Depuis la fin du mois de mai, les files d’attente s’allongent devant les centres de vaccination de Catalogne et d’Aragon. Avec, cette fois, parmi les publics dits « essentiels », les saisonniers agricoles. Venus d’Amérique du Sud, de Roumanie, du Sénégal, du Maghreb, ces hommes et ces femmes – nombreux à enchaîner les récoltes au gré des saisons dans le pays – font l’objet d’une attention toute particulière. L’Espagne s’est en effet donnée pour objectif d’en vacciner 2 500 par semaine, voire plus.

Unidose pour les itinérants

Autour du 8 juin, dans le secteur fruitier, l’Aragon avait d’ores et déjà engagé la vaccination de plus de 7 000 saisonniers agricoles et 5 600 travailleurs dans quatre grands abattoirs de la région. De son côté, la province de Lérida, en Catalogne, avait administré plus de 3 300 doses, afin d’éviter que la situation ne dégénère, comme ce fut le cas l’an passé.

« Cela s’était vraiment mal passé l’an dernier », se remémore un élu près de Lérida, en Catalogne. « Nous avions été obligés de confiner nos villes et les entreprises agricoles, en raison de la multiplication des clusters », détaille-t-il, faisant allusion aux cas qui avaient émergé parmi les groupes de travailleurs. Une situation qui avait permis de braquer les projecteurs sur les conditions sanitaires déplorables – à la rue, sans accès à l’eau, entassés dans des fourgonnettes – dans lesquelles vivaient certains migrants arrivés en surnombre. « Beaucoup de mes compatriotes sont tombés malades l’an dernier », confirme une jeune saisonnière, relativement soulagée de pouvoir être prioritaire malgré son âge.
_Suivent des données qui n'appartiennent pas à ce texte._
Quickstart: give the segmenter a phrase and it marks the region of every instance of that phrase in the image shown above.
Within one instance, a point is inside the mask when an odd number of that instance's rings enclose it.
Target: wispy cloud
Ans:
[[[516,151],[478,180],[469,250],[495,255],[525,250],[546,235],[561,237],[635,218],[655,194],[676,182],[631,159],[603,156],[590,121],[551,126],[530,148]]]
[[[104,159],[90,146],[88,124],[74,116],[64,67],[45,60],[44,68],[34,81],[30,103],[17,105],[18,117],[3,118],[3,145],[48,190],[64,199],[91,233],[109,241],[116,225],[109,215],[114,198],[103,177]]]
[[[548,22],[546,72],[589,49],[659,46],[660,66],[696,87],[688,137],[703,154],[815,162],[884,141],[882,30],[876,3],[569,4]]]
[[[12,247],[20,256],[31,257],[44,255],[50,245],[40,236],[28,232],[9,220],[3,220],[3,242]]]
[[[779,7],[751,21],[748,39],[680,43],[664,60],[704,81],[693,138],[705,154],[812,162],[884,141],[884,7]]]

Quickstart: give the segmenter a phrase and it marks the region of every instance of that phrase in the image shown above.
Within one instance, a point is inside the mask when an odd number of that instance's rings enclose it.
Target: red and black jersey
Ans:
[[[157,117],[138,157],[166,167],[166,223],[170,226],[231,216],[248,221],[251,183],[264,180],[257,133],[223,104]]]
Cette population étant itinérante durant la saison, pour sécuriser la couverture vaccinale de ces travailleurs, il a été décidé de leur administrer le vaccin unidose Janssen. Et ce, quel que soit leur âge, contrairement à ce qui se pratique en France, où il n’est administré qu’à partir de cinquante-cinq ans.

Ces campagnes de vaccination ont, cependant, été organisées par les communautés autonomes, sans qu’une coordination nationale n’ait réellement pu être mise en place. Résultat : celle en Andalousie a démarré relativement tardivement, une fois que la récolte des fraises était sur le point de se terminer. Et que les travailleurs saisonniers étaient déjà partis en nombre vers d’autres régions.

Une récolte frappée par le gel

Cette année, l’offre de bras risque néanmoins d’être plus élevée que les besoins. D’autant que nombre de saisonniers – travaillant dans la restauration, le bâtiment ou la vente à la sauvette – ont accouru pour la première fois dans ces régions du nord-est, après avoir perdu leur travail en raison de la pandémie. Reste que les gelées des précédents mois ont abîmé la récolte, qui devrait être de 30 à 40 % inférieure à celle de 2020, préviennent d’ores et déjà les syndicats. Selon les estimations les plus optimistes, les exploitants n’auront donc vraisemblablement besoin que de 20 000 à 23 000 saisonniers, en lieu et place des 30 000 qui avaient afflué l’an dernier.